The essays in this collection range from the specific and tangible to the metaphysical, often in the same paragraph. A description of a momentary sight of a heron flying above the surface of a river leads to a discussion about symmetry in the natural world; seeing a house in the process of demolition leads to a critique of modern Japan’s approach to architecture alongside theories of transience, value and care. Keane’s conceptual wanderings are grounded in the real world so the reader is never left adrift; questions of existence are balanced by asides on topics such as the history of torii gates or the traditional methods of making charcoal. The quality of his writing makes it thoroughly enjoyable to follow Keane’s flow of thought from a woman on a subway platform to the best place to pitch a tent and onwards to the evolution of hunter-gatherer society, but I am left wondering what it must be like inside his mind, and if he ever just sees a thing as a thing.
Keane’s writings on culture and nature have the thoughtfulness which is surely only available to an outsider who can examine their surroundings with fresh eyes, unencumbered by habituation. Of course, this is an extremely knowledgeable outsider, and as such, his writing weaves deep understanding of Japan with his personal experiences to give a universal perspective which would appeal whether one has an interest in Japan or not. I particularly enjoyed the essay “there is no such thing as art,” which argues passionately for the need to return to craftsmanship, communication, beauty and emotional experience as the primary values of art.
Amongst the discerning and delightful of Keane’s writings, however, there are a few moments where he falls into the tempting rabbit hole of pseudo-philosophy. The scientist in me raised her eyebrows at a passage arguing for the supremacy of one state of matter over another: ‘suspended in a dream of melting into the river… it occurred to me why there is such a strong connection between water and life… Solids are too fixed… Gases are too dispersed to be the foundation of life… Liquids on the other hand, offer the kind of density required for the development of an organism but also have the fluid nature that supports the various chemical and physical interactions from which life is born’. Forgive me for being literal but life on earth does fundamentally rely on all forms of matter; postulating otherwise detracts from the pleasure of his precise insights. Luckily, there are only a few moments that stretch credulity, which did not undermine my overall enjoyment of the book.

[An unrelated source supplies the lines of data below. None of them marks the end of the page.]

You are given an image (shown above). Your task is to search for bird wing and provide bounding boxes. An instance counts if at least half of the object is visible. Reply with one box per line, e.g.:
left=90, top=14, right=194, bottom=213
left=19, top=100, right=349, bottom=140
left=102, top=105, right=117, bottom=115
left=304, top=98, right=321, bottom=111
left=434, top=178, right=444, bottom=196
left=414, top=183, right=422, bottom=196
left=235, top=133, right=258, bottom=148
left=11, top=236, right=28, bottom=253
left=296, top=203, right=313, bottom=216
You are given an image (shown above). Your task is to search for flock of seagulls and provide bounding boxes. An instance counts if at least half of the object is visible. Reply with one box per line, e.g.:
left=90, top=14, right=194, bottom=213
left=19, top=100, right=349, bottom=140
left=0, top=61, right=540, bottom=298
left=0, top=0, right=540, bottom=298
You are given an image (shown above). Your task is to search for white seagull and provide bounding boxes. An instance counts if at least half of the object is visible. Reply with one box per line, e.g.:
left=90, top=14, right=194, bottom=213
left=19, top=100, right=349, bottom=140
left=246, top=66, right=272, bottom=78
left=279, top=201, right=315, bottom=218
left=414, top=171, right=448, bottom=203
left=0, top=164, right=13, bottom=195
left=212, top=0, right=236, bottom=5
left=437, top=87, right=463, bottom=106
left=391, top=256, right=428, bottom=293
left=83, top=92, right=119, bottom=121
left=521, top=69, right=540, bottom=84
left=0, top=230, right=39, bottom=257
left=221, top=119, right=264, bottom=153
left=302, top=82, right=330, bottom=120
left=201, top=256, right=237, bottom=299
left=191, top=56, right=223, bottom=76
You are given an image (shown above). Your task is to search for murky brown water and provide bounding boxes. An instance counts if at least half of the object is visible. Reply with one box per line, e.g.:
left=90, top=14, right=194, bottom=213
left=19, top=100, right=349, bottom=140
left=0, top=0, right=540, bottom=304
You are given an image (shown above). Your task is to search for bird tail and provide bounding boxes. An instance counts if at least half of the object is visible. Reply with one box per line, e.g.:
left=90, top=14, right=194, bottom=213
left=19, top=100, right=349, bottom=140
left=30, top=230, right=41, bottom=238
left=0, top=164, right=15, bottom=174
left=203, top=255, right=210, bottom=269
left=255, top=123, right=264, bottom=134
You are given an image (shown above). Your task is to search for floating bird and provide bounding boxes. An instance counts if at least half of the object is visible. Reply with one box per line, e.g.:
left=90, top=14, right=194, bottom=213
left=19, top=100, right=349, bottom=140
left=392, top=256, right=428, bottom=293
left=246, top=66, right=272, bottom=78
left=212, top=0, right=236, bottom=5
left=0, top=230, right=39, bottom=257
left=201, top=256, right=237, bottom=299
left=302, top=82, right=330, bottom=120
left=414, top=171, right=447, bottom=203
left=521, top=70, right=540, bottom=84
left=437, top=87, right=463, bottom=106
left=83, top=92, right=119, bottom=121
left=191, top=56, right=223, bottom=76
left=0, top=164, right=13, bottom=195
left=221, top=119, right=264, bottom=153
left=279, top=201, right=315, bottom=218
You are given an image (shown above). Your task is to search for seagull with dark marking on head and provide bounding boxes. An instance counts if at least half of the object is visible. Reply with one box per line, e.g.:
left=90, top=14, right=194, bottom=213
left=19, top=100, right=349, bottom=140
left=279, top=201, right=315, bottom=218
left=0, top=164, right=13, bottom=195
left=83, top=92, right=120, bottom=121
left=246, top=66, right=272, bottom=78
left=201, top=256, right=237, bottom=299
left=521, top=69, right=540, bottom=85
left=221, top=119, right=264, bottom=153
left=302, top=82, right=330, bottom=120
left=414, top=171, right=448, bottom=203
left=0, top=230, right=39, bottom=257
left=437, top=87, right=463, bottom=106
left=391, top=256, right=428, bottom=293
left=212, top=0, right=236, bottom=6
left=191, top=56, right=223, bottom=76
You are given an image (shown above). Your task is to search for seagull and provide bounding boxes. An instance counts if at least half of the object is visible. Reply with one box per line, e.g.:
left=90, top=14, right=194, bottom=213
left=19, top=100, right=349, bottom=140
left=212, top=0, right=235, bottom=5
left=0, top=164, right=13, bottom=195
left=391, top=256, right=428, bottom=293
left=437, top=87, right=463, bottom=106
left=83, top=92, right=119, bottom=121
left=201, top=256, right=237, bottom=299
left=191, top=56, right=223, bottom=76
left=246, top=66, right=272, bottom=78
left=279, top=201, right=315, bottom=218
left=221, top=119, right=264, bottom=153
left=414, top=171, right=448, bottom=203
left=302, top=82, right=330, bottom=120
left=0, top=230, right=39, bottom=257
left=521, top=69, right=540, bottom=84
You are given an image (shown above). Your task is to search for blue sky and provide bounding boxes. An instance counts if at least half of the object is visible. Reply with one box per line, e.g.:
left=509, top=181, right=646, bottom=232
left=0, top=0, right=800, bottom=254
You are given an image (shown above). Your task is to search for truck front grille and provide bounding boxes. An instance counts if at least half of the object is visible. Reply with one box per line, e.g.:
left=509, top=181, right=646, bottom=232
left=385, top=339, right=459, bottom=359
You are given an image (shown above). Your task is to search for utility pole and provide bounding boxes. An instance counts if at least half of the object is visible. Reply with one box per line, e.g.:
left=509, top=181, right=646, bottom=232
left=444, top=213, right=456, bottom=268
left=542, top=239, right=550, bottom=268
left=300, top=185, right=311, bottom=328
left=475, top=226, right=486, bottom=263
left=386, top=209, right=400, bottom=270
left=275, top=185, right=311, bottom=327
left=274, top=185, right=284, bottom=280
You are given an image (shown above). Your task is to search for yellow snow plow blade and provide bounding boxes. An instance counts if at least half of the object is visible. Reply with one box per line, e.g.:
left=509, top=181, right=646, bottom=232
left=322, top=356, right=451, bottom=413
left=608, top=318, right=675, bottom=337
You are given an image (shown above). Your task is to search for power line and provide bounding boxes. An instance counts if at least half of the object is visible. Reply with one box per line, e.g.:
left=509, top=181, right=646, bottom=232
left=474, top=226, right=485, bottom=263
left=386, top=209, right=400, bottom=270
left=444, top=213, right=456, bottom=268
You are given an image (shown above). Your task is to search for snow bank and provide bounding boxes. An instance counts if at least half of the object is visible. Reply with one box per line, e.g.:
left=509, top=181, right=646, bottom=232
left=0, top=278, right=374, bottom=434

Although each essay is ostensibly on a separate subject, they are united by Keane’s desire to help us to see and value the connection between humanity and nature. With every phrase, Keane invites us to look at the world around us, and to look better at it. While admiring the beauty of a willow tree, he interrogates the failure of names to signify the complete reality of existence. In a discussion on Japanese poetry, he implores us to be aware of the deeper experiences available to us: ‘the world holds these hidden messages by the bagful. It’s just a question of knowing how to look. Or, rather, to be willing to look. To be open to their revelations.’ Keane’s light-hearted accounts of the pleasure he gains from the world around him leads the reader gently towards a desire to look deeper, whilst avoiding condescension or evangelism. The threads running through the book come together in the final essay, where he elucidates his understanding of the Buddhist concept of emptiness: that ‘all existence is dependent on a web of interconnections’. Whilst admitting the near impossibility of it, Keane hopes that humans will one day learn ‘to truly see the world as it exists with infinitely layered connections’. His optimistic message feels like the right one for our times: if we learned to understand the relationships that stretch from our single self to all other beings, the world would be a kinder place.